By Josh White
Date: Tuesday 29 Nov 2022
LONDON (ShareCast) - (Sharecast News) - Titon updated the market on its expected results for the year ended 30 September on Tuesday, as well as on its outlook for the 2023 financial year.
The AIM-traded firm said trading in UK and Europe through to the end of the 2022 period continued in line with its expectations following its 22 July update, as it managed the inflationary environment, the enterprise resource planning (ERP) system implementation, and the supply chain challenges that were present.
However, as a result of the previously-reported weak housing market and the shift in market demand to mechanical ventilation products from natural ventilation in the South Korea market, Titon said its Korean business reported a further decline in results to the group.
As a result, Titon said it now expected that the group's overall underlying loss before tax and exceptional items would be "moderately larger" than previously anticipated.
The group's financial results for the 2022 financial year were still subject to the completion of its audit, with the board expecting to publish them in January.
Trading in the first two months of the 2023 financial year, meanwhile, were also in line with expectations in the UK and Europe.

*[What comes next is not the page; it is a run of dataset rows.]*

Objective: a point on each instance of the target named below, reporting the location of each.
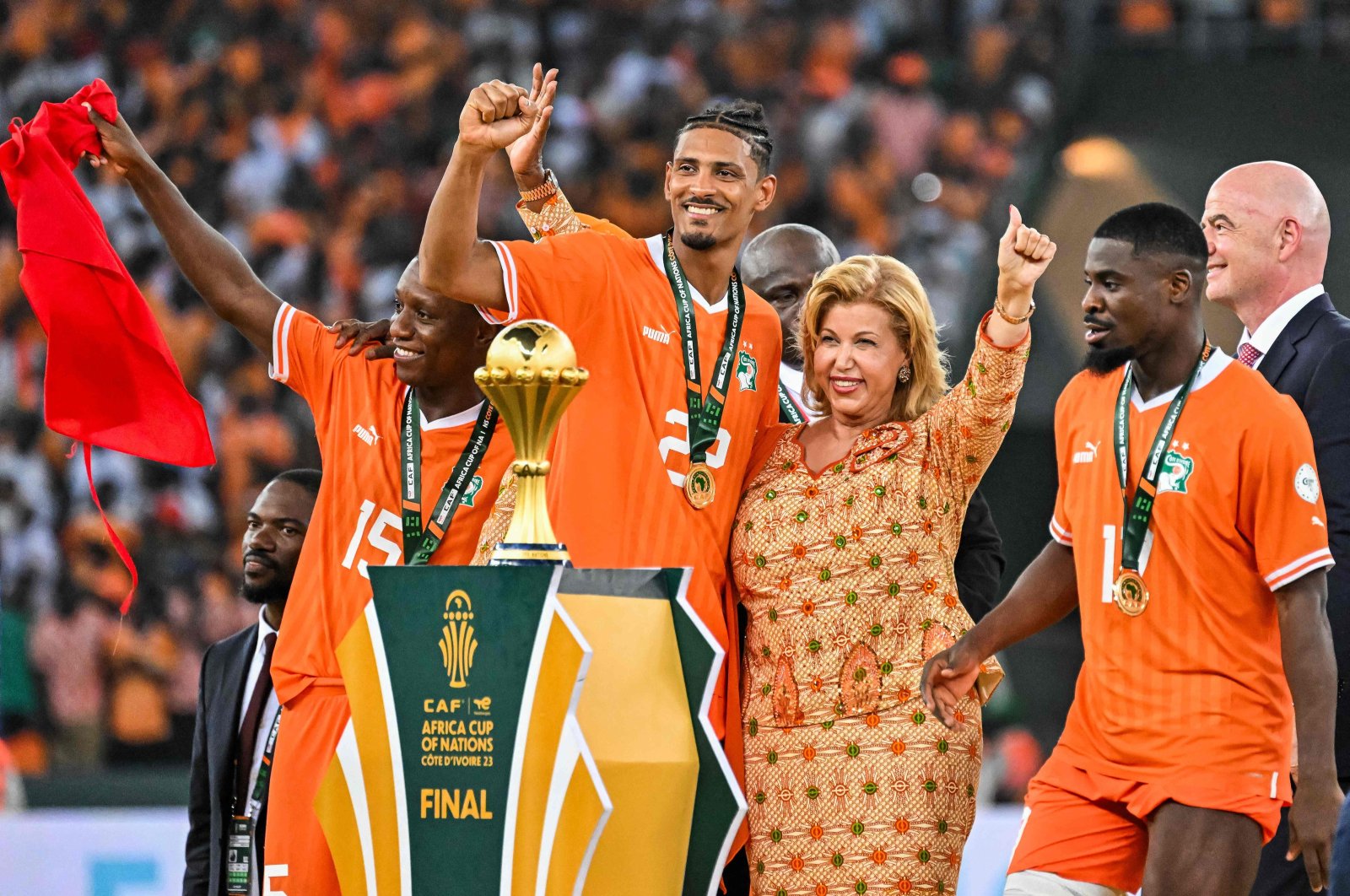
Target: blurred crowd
(314, 134)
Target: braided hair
(744, 119)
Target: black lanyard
(243, 823)
(787, 409)
(705, 414)
(1140, 511)
(418, 544)
(260, 790)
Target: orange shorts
(307, 741)
(1093, 828)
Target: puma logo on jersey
(368, 436)
(658, 335)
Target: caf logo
(456, 639)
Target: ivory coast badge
(699, 486)
(1131, 596)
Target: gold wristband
(543, 191)
(1023, 319)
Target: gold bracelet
(543, 191)
(1016, 321)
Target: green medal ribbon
(705, 414)
(787, 409)
(418, 544)
(1140, 511)
(243, 819)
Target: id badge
(238, 856)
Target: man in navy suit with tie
(236, 710)
(1269, 234)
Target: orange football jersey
(1195, 684)
(357, 518)
(616, 493)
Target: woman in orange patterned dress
(843, 556)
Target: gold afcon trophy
(531, 377)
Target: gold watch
(543, 191)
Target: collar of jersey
(449, 423)
(658, 250)
(1212, 367)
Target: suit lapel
(1287, 343)
(227, 707)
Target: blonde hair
(893, 286)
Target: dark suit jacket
(219, 704)
(979, 559)
(1310, 362)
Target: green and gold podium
(530, 729)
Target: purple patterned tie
(1249, 354)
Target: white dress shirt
(1280, 317)
(793, 381)
(269, 714)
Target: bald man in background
(1269, 231)
(780, 263)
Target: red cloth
(110, 377)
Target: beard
(269, 591)
(1104, 360)
(699, 240)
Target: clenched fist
(499, 114)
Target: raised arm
(454, 261)
(213, 267)
(1023, 256)
(1310, 667)
(1044, 594)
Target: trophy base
(530, 555)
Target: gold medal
(699, 486)
(1131, 596)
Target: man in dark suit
(1269, 232)
(236, 710)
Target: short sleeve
(303, 354)
(1280, 508)
(564, 278)
(1060, 528)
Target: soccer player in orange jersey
(1191, 535)
(364, 413)
(683, 358)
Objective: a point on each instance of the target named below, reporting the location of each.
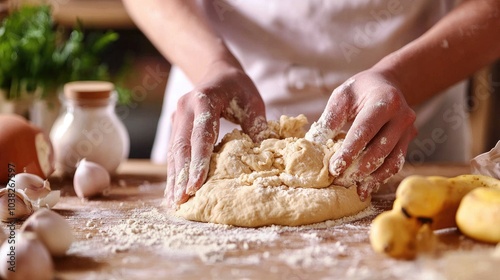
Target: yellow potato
(479, 215)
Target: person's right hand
(224, 92)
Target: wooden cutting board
(127, 234)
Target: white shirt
(298, 51)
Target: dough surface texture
(282, 181)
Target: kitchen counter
(127, 234)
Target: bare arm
(461, 43)
(180, 31)
(377, 100)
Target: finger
(382, 145)
(255, 125)
(334, 117)
(364, 128)
(205, 131)
(171, 174)
(181, 150)
(393, 163)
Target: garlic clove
(90, 179)
(27, 258)
(34, 186)
(14, 204)
(50, 200)
(52, 229)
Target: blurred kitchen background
(134, 50)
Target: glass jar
(89, 128)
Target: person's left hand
(375, 145)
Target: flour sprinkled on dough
(283, 181)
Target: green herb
(35, 54)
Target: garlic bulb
(50, 200)
(34, 186)
(27, 258)
(90, 179)
(52, 230)
(14, 204)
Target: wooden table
(128, 235)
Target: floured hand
(376, 143)
(225, 92)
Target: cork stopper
(88, 90)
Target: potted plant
(37, 58)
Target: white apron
(297, 52)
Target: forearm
(461, 43)
(181, 33)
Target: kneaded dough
(282, 181)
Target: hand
(226, 92)
(375, 145)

While supply chain shortages had eased, the group said it was still managing inflationary margin erosion through customer price increases, material cost savings and internal efficiencies.

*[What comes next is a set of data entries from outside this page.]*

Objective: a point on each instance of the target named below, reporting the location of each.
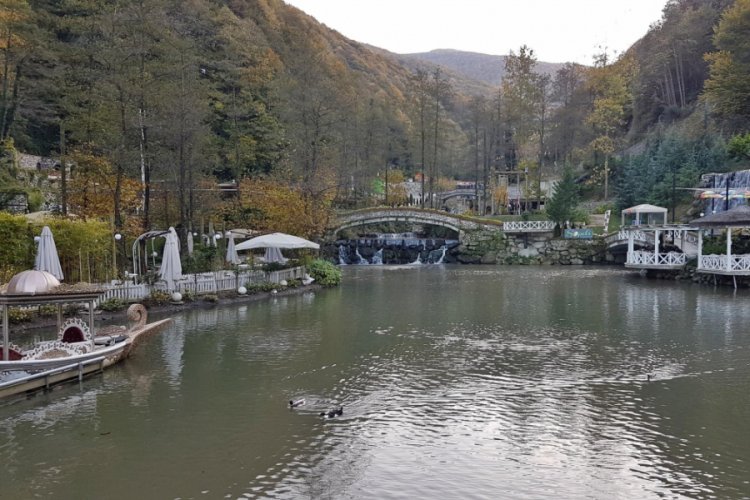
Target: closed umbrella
(171, 267)
(46, 255)
(232, 256)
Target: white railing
(528, 226)
(203, 283)
(641, 258)
(127, 292)
(722, 263)
(623, 235)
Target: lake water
(456, 382)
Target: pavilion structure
(732, 222)
(670, 244)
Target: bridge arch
(412, 216)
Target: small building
(644, 214)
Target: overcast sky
(557, 30)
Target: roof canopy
(734, 217)
(276, 240)
(646, 214)
(645, 208)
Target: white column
(5, 333)
(631, 246)
(729, 249)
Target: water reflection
(456, 382)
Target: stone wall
(484, 247)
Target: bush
(111, 305)
(324, 273)
(47, 311)
(16, 315)
(253, 288)
(159, 298)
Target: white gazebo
(644, 214)
(724, 264)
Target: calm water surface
(457, 382)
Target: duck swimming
(336, 412)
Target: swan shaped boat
(78, 351)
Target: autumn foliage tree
(268, 205)
(92, 189)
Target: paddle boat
(78, 350)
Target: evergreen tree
(563, 204)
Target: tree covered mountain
(486, 68)
(155, 102)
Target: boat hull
(33, 375)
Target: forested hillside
(153, 104)
(485, 68)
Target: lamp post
(117, 238)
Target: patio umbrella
(171, 267)
(32, 282)
(273, 254)
(232, 256)
(46, 255)
(211, 234)
(277, 240)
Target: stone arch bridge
(460, 224)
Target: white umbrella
(277, 240)
(46, 255)
(32, 282)
(171, 267)
(273, 254)
(232, 256)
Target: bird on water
(336, 412)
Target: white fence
(641, 258)
(203, 283)
(528, 226)
(724, 263)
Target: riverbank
(163, 309)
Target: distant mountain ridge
(484, 68)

The group said it had increased the output of ventilation system products as supply shortages eased, adding that it had invested to increase capacity for its hardware products to satisfy the increased demand resulting from the building regulation changes in June.
In the UK and Europe, Titon said it currently expected to report a loss before tax and exceptional items in the first half, but anticipated returning to profitability in the second half.

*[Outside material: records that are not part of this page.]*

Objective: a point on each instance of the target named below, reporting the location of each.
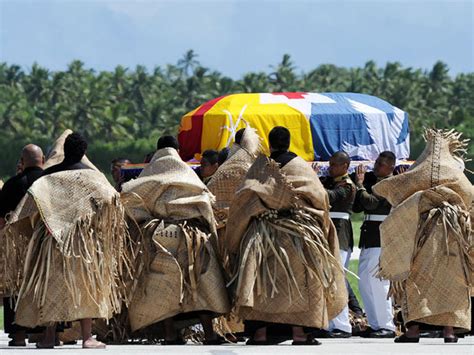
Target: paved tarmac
(353, 345)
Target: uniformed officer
(29, 169)
(373, 290)
(341, 191)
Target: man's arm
(342, 192)
(366, 200)
(363, 200)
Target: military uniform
(341, 191)
(373, 290)
(10, 196)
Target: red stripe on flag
(190, 141)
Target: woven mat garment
(76, 257)
(258, 242)
(56, 154)
(174, 210)
(427, 244)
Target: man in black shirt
(31, 162)
(341, 191)
(75, 148)
(373, 290)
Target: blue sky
(235, 37)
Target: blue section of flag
(339, 123)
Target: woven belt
(340, 215)
(375, 217)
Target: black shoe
(404, 339)
(337, 333)
(13, 343)
(364, 333)
(260, 342)
(381, 333)
(218, 341)
(321, 333)
(453, 339)
(177, 341)
(309, 341)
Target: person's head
(385, 164)
(279, 139)
(223, 154)
(115, 167)
(148, 157)
(239, 135)
(339, 164)
(75, 147)
(19, 167)
(167, 142)
(31, 156)
(209, 163)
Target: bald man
(31, 163)
(341, 191)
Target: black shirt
(283, 157)
(369, 203)
(16, 187)
(65, 165)
(341, 198)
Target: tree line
(122, 112)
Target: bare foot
(41, 345)
(91, 343)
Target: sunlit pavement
(353, 345)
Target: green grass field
(356, 223)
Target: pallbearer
(182, 282)
(283, 247)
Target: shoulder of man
(13, 182)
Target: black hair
(239, 135)
(341, 157)
(119, 160)
(389, 156)
(279, 138)
(223, 154)
(75, 147)
(167, 142)
(211, 156)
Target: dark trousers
(9, 316)
(354, 304)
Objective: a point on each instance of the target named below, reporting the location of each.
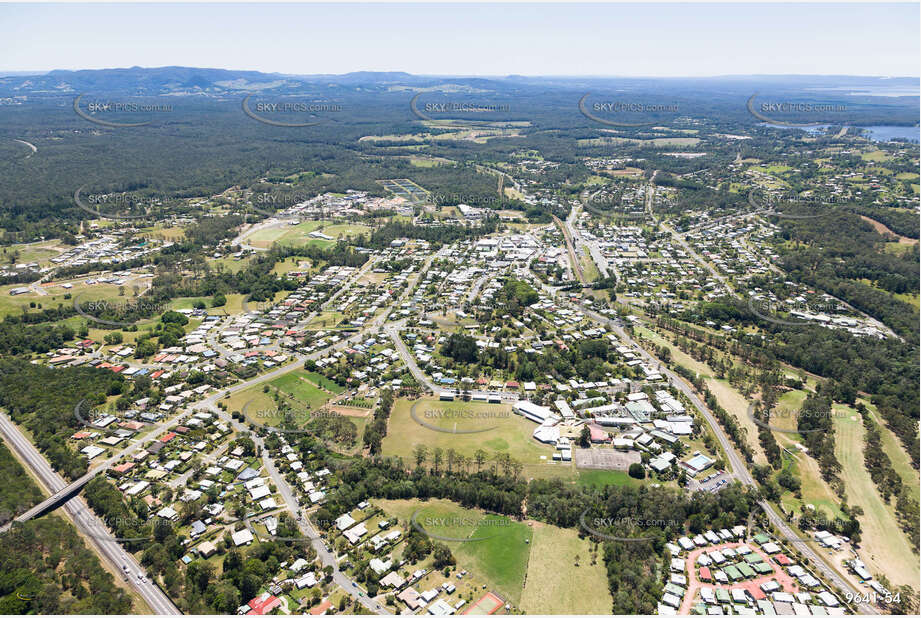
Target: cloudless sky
(469, 39)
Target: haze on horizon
(654, 40)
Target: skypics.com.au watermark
(458, 523)
(138, 307)
(443, 199)
(464, 113)
(290, 114)
(113, 114)
(466, 415)
(88, 417)
(815, 207)
(773, 112)
(616, 528)
(88, 522)
(796, 415)
(624, 113)
(92, 202)
(280, 201)
(269, 418)
(768, 310)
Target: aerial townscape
(304, 342)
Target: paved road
(393, 331)
(66, 489)
(705, 263)
(87, 522)
(739, 469)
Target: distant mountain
(220, 83)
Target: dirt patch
(349, 411)
(605, 459)
(885, 231)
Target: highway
(88, 523)
(739, 468)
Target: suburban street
(88, 523)
(739, 468)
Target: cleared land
(885, 548)
(501, 553)
(554, 550)
(508, 432)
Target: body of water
(880, 133)
(886, 133)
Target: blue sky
(470, 39)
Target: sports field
(505, 431)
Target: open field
(737, 406)
(501, 553)
(297, 384)
(901, 462)
(507, 433)
(58, 296)
(545, 592)
(39, 252)
(885, 548)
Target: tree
(479, 457)
(420, 453)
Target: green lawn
(600, 478)
(321, 380)
(507, 431)
(501, 555)
(296, 384)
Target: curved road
(738, 464)
(88, 523)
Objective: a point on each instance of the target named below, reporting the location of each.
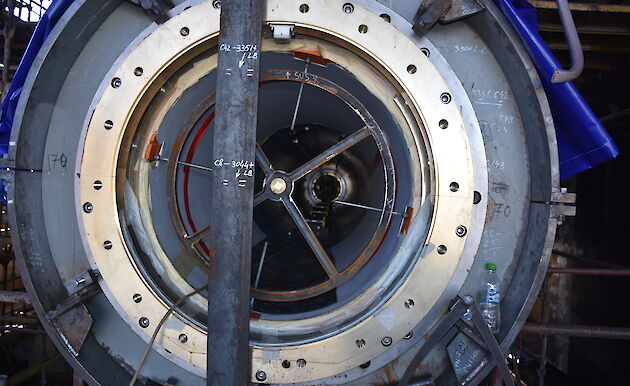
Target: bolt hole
(476, 197)
(143, 322)
(261, 376)
(88, 207)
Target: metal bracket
(443, 11)
(282, 33)
(71, 319)
(466, 309)
(82, 281)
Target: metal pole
(577, 331)
(232, 192)
(590, 271)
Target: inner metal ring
(371, 129)
(432, 224)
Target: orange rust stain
(314, 56)
(153, 149)
(489, 211)
(407, 221)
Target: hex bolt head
(261, 376)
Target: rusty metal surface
(577, 331)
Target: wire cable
(157, 330)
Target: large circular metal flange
(440, 127)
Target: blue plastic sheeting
(45, 25)
(583, 142)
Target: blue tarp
(582, 140)
(45, 25)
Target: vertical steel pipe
(232, 192)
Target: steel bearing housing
(447, 138)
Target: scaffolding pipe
(580, 331)
(590, 271)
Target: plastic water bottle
(491, 298)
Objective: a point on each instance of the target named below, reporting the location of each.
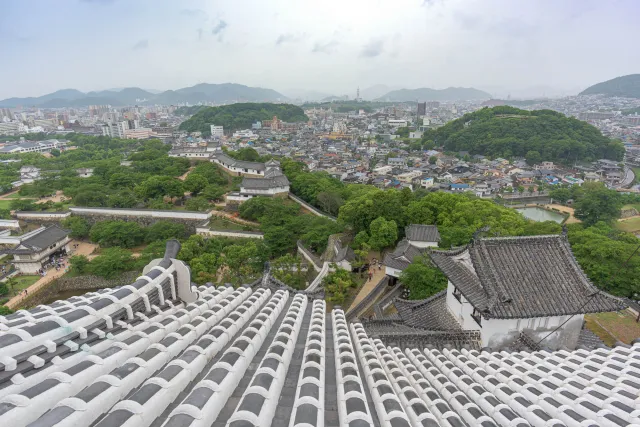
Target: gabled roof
(40, 241)
(523, 277)
(422, 233)
(402, 256)
(230, 161)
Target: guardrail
(380, 306)
(316, 282)
(368, 300)
(310, 256)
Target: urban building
(217, 131)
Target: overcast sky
(331, 46)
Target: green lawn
(631, 225)
(23, 282)
(217, 223)
(612, 327)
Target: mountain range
(427, 94)
(624, 86)
(204, 92)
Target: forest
(598, 246)
(510, 132)
(240, 116)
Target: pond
(539, 214)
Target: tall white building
(115, 130)
(217, 131)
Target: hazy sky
(330, 45)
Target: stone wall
(87, 283)
(144, 221)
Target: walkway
(378, 274)
(83, 249)
(572, 219)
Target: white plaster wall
(461, 310)
(236, 234)
(424, 244)
(390, 271)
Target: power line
(624, 265)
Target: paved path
(83, 249)
(572, 219)
(368, 286)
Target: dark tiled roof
(40, 241)
(431, 314)
(522, 277)
(230, 161)
(422, 233)
(265, 183)
(140, 355)
(402, 256)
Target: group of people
(372, 267)
(54, 262)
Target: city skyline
(331, 47)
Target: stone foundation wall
(88, 283)
(144, 221)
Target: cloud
(219, 27)
(324, 47)
(289, 38)
(372, 49)
(141, 45)
(193, 12)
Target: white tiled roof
(258, 357)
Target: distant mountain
(426, 94)
(375, 92)
(305, 95)
(625, 86)
(204, 92)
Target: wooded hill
(241, 116)
(510, 132)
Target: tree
(560, 194)
(79, 263)
(117, 233)
(193, 247)
(23, 205)
(533, 157)
(337, 284)
(205, 268)
(164, 230)
(422, 279)
(197, 204)
(213, 192)
(195, 183)
(79, 226)
(111, 262)
(160, 186)
(598, 203)
(288, 269)
(383, 233)
(125, 198)
(122, 180)
(361, 239)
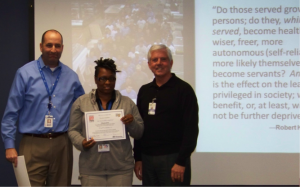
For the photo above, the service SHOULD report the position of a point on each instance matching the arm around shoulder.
(136, 127)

While full-year results overall would be "somewhat lower" than previous expectations, Titon said it expected 2023 would show a full-year improvement in performance when compared to its expected 2022 results.
Having filled key management vacancies, Titon said it now had a "strong and experienced" leadership team, whose focus was to improve business performance.
In addition, it said it had an ongoing strong order book with customers.
Titon Korea was expected to remain lossmaking in the 2023 period due to the challenging market conditions, as the group was yet to see significant sales of mechanical ventilation products launched in response to the shift in demand in that market.
The group said it was maintaining a "healthy" balance sheet, with no indebtedness.
Group cash at year-end on 30 September was £1.7m.
Following the investment in its inventory holding during the 2022 financial year in a bid to mitigate the previous supply chain issues, a strategic focus in 2023 will be to reduce its inventory holding to normalised levels, to match order book demand and maximise liquidity and overall working capital.
"After a challenging year, we are comforted that the UK and Europe business performed in line with our revised expectations and has had a reasonable start to the new financial year," said chief executive officer Alexandra French.
"However, we are obviously disappointed to report that overall, the group's trading performance for the full year will be lower than previously indicated due to the poor performance of our Korean subsidiary.
"From a UK and European perspective, we now have a strong leadership team in place who have defined a clear vision for the business, and we are confident that this will enable us to deliver stability and ultimately a return to profit in these regions in the second half of 2023."
French said Titon Korea's return to profitability was now likely to be in the medium-term, as it develops its position in the mechanical ventilation market, with the firm therefore evaluating options for streamlining the corporate structure and operations of the business.
At 1613 GMT, shares in Titon Holdings were down 12.35% at 71p.